PLANETE Une association demandait que quatre chimpanzés, actuellement en captivité dans l'Etat de New York, puissent rejoindre un sanctuaire pour y vivre librement jusqu'à la fin de leurs jours...

M.C. avec AFP

— 

Les Instituts nationaux américains de la santé (NIH) devraient ne quasiment plus utiliser de chimpanzés pour la recherche bio-médicale, recommandent des experts indépendants de ces Instituts, selon un document posté sur leur site internet.
Les Instituts nationaux américains de la santé (NIH) devraient ne quasiment plus utiliser de chimpanzés pour la recherche bio-médicale, recommandent des experts indépendants de ces Instituts, selon un document posté sur leur site internet. — Sven Hoppe afp.com

Une cour d'appel new-yorkaise a estimé jeudi que les chimpanzés ne pouvaient pas bénéficier des mêmes droits que les humains, déboutant ainsi des défenseurs des primates qui plaidaient pour leur droit fondamental de vivre en liberté.

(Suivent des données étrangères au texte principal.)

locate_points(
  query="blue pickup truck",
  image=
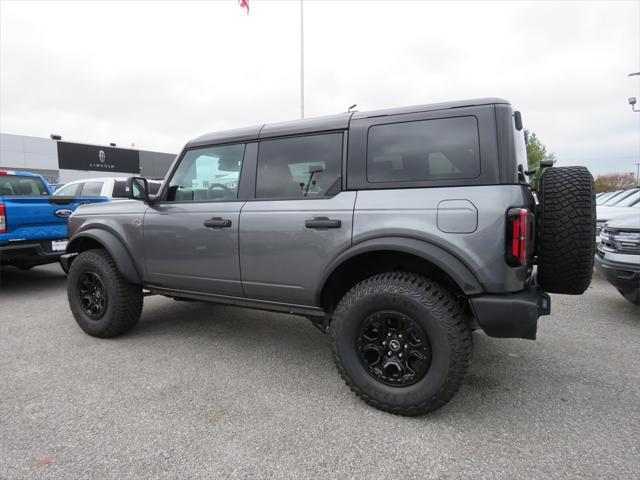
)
(33, 223)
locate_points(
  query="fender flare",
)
(446, 261)
(114, 246)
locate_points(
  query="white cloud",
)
(159, 73)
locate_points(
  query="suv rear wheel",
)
(103, 303)
(400, 342)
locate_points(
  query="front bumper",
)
(28, 253)
(512, 315)
(622, 275)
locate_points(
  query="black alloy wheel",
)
(393, 348)
(92, 295)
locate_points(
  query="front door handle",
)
(322, 223)
(217, 222)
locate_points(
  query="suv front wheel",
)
(401, 343)
(103, 303)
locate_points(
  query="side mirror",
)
(138, 188)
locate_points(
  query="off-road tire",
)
(436, 311)
(566, 230)
(124, 300)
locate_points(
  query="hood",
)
(604, 213)
(108, 208)
(631, 223)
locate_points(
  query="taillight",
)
(517, 237)
(3, 219)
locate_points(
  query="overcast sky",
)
(160, 73)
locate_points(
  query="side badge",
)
(63, 213)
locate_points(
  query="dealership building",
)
(60, 161)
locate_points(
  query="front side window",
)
(69, 190)
(440, 149)
(91, 189)
(207, 174)
(299, 167)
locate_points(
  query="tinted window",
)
(16, 185)
(120, 189)
(207, 174)
(441, 149)
(154, 187)
(69, 190)
(91, 189)
(299, 166)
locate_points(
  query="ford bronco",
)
(397, 232)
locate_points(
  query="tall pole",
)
(301, 58)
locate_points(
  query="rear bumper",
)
(28, 253)
(513, 315)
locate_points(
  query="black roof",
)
(329, 122)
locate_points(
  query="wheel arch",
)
(393, 253)
(101, 238)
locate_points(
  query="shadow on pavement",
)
(37, 279)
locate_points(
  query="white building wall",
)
(24, 152)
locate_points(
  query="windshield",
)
(18, 185)
(615, 200)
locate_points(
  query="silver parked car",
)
(397, 232)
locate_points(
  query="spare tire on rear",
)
(566, 230)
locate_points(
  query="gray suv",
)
(397, 232)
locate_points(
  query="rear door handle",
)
(217, 222)
(322, 223)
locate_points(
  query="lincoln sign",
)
(78, 156)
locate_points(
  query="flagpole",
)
(301, 58)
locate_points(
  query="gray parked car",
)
(397, 232)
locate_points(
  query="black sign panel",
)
(79, 156)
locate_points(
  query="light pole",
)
(632, 100)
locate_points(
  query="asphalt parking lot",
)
(206, 391)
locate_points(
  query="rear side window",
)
(17, 185)
(441, 149)
(91, 189)
(299, 167)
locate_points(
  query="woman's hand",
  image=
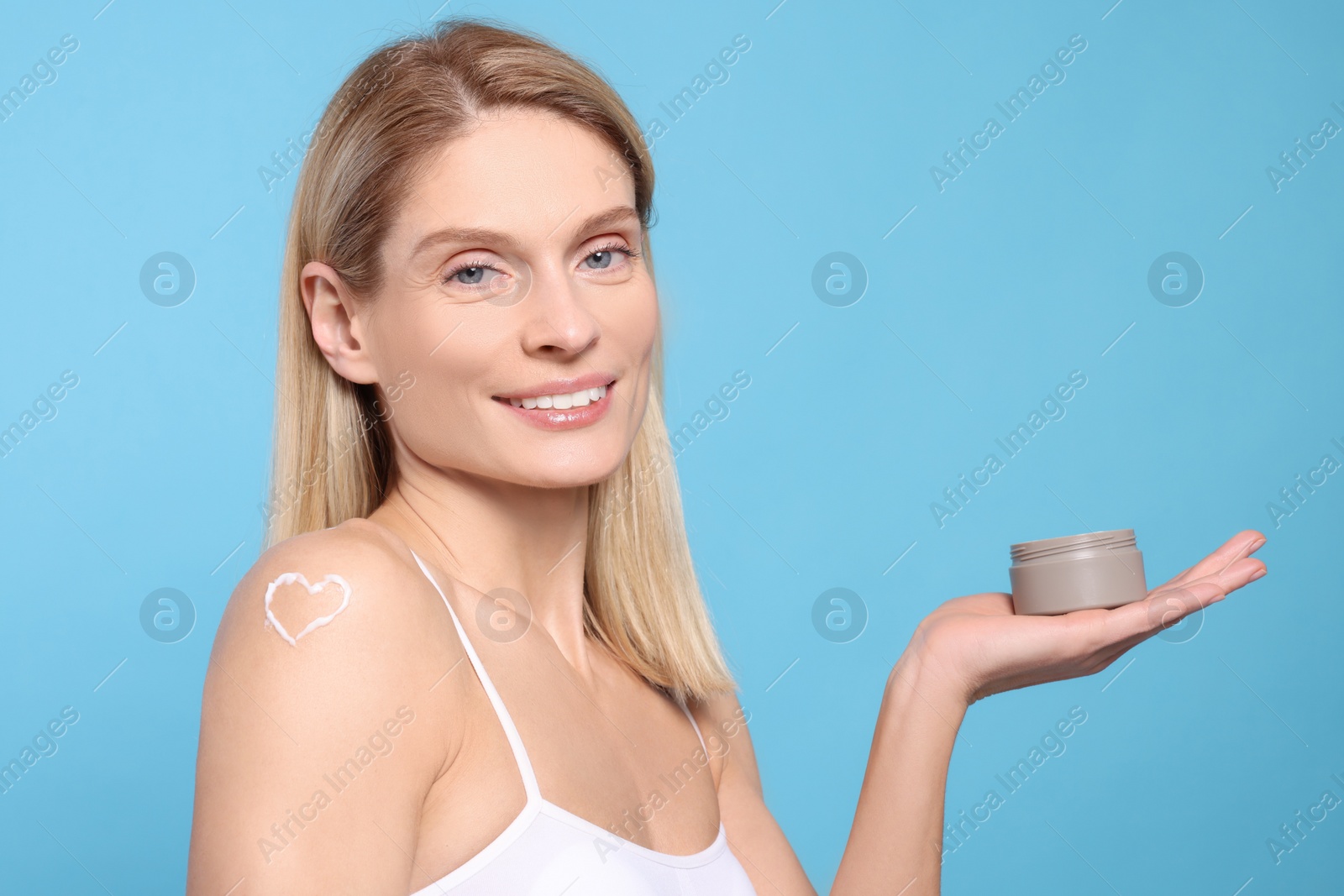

L'association «Nonhuman Rights Project» demandait que quatre chimpanzés, actuellement en captivité dans l'Etat de New York, puissent rejoindre un sanctuaire pour y vivre librement jusqu'à la fin de leurs jours.

«Ils n'ont aucun devoir, ne sont soumis à aucune responsabilité sociale»

Ces militants, déboutés en première instance, avaient expliqué en octobre devant cette cour d'appel que les chimpanzés avaient les mêmes caractéristiques que les humains et qu'ils devaient, de ce fait, être reconnus comme des «personnes légales» et bénéficier des mêmes droits fondamentaux.

Mais des juges de la ville d'Albany, capitale de l'Etat de New York, ont refusé d'élargir la définition légale de la personne. «Un chimpanzé n'est pas une personne qui peut bénéficier des droits et des protections garantis par l'habeas corpus», ont-ils écrit dans leur décision rendue jeudi. L'habeas corpus énonce, dans les législations anglo-saxonnes, la liberté fondamentale de ne pas être emprisonné sans jugement.

«Contrairement aux êtres humains, les chimpanzés n'ont aucun devoir, ne sont soumis à aucune responsabilité sociale et ne peuvent être tenus légalement pour responsables de leurs actes», expliquent les juges. Par conséquent, ils ne peuvent pas prétendre aux mêmes droits que les humains, estiment-ils.